The Cincinnati Herald

Cincinnati City Council Manager Harry Black at a council meeting where his status was discussed. Herald Photo

Cincinnati City Manager Harry Black offered Mayor John Cranley an apology Wednesday at City Hall. But Cranley said in a press conference after the regular council meeting Wednesday that while he forgives Black, the apology will not stop him from trying to remove Black from his office.

Again, the majority of Cincinnati City Council on Wednesday stood in opposition to the more than $400,000 severance package Cranley and Black have agreed to for Black to move on, saying it’s too much money. The vote was 5 to 4 against the $423,000 severance package, which would pay Black’s salary for 18 months. The severance agreement in his contract limits his severance pay to 8 months salary.

The vote tally was the same as the previous week, with Councilmembers David Mann,
Amy Murray, Jeff Pastor and Christopher Smitherman voting for the 18-month buyout to end what has become a bitter feud at City Hall. Voting against that deal were Councilmembers Tamaya Dennard,
Greg Landsman,
Chris Seelbach,
P.G Sittenfeld and
Wendell Young.

Cranley asked Black to resign his position on March 9, saying Black has retaliated against and threatened several city workers. Six former or current city employees have filed federal lawsuits against Black, accusing him of such behavior.

Black again said after Wednesday’s meeting he wants to stay on as city manager.

He then shared an apology he sent to Cranley, which follows:

“Mayor, I have offended you and I apologize for that,” Black said. “It is stated that I may have offended others. While it is never my intent, I take full responsibility and apologize to them.

“When I wake up each day, I do so with two overarching priorities: Do as much good as I can for the people of Cincinnati and be as good a person as I can be.

“I am human and therefore imperfect. I believe that God has made us all this way intentionally as a means of keeping us focused on the need to continuously work to improve how good we can be as individuals and as a people.

“I recognize this to be true in my personal experience. I am committed to receiving your feedback and engaging with our workforce and using that feedback as I work to continuously improve my own imperfections.

“I have stated in the past that I do not believe that I am in Cincinnati by accident. I believe that my life experiences have been what they have been in preparing me for this moment in my life.

“I, as an infant, was not expected to make it to my first birthday, but I did. I was not expected to survive the streets of Baltimore, but found ways to elevate myself in terms of safety, education and career advancement. There was no safety net available to me. Although I made it, most did not.

“I don’t share this as a way of offering an excuse, I share this to explain that I am the very first to admit that I’m a work in progress.

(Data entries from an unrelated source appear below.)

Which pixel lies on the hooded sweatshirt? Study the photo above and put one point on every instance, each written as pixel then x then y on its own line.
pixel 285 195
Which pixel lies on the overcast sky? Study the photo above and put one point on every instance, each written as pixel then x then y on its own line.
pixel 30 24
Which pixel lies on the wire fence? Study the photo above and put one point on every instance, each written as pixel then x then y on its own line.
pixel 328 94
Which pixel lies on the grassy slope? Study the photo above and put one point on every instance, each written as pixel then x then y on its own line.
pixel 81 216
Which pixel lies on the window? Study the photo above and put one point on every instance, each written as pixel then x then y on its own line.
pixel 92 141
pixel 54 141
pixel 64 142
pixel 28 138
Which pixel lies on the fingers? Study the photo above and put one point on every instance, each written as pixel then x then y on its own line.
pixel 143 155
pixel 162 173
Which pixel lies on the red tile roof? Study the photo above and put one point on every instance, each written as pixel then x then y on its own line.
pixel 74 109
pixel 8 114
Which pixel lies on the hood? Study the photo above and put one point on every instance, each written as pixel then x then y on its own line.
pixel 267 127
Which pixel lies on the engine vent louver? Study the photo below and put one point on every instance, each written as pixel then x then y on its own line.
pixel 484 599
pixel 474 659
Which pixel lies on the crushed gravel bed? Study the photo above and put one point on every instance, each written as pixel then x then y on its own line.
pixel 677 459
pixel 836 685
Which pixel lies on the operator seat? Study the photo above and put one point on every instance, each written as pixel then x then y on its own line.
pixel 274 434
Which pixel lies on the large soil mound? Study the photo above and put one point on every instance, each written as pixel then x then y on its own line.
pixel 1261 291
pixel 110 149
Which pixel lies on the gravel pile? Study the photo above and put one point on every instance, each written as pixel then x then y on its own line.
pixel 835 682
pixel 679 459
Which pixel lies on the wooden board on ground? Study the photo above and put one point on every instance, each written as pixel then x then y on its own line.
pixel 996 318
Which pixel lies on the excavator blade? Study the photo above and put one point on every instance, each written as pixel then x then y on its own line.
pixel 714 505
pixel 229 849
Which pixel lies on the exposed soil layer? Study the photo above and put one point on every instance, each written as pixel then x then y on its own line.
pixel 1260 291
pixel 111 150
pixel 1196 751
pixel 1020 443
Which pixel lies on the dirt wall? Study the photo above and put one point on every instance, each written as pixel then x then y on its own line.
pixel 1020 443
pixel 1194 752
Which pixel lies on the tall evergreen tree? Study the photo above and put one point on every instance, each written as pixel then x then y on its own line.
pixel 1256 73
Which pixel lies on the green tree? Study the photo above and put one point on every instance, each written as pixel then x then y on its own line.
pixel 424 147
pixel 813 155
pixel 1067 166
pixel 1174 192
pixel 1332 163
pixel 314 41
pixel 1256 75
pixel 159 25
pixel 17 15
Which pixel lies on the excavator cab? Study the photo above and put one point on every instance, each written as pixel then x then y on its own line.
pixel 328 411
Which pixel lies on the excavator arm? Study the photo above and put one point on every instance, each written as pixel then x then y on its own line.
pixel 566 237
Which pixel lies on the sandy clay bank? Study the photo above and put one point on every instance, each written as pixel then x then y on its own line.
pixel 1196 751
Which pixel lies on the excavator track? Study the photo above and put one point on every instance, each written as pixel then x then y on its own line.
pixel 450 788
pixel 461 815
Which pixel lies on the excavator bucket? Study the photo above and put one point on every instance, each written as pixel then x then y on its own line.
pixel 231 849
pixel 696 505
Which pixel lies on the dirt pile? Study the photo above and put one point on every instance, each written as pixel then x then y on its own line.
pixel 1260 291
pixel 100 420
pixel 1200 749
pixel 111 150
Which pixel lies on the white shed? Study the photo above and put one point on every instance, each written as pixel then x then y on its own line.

“Collectively, we have achieved great things as a city over the past four years. In some cases, things that were believed to be unachievable. I believe that there are many more successes awaiting us. Of course, I would like to be a part of that pursuit.

“Being city manager is an honor and privilege. I would very much like to continue in this capacity as long as my service is desired by this body.’’

Cranley responded by saying, “As a Christian, I will forgive everybody. The question is whether the behavior we’re going to hear from city workers is enough for city council to believe he should continue or not.”

Cranley said the deadlock on the council could be broken if council members hear those employees’ testimony.

Council members met Thursday to discuss the severance deals.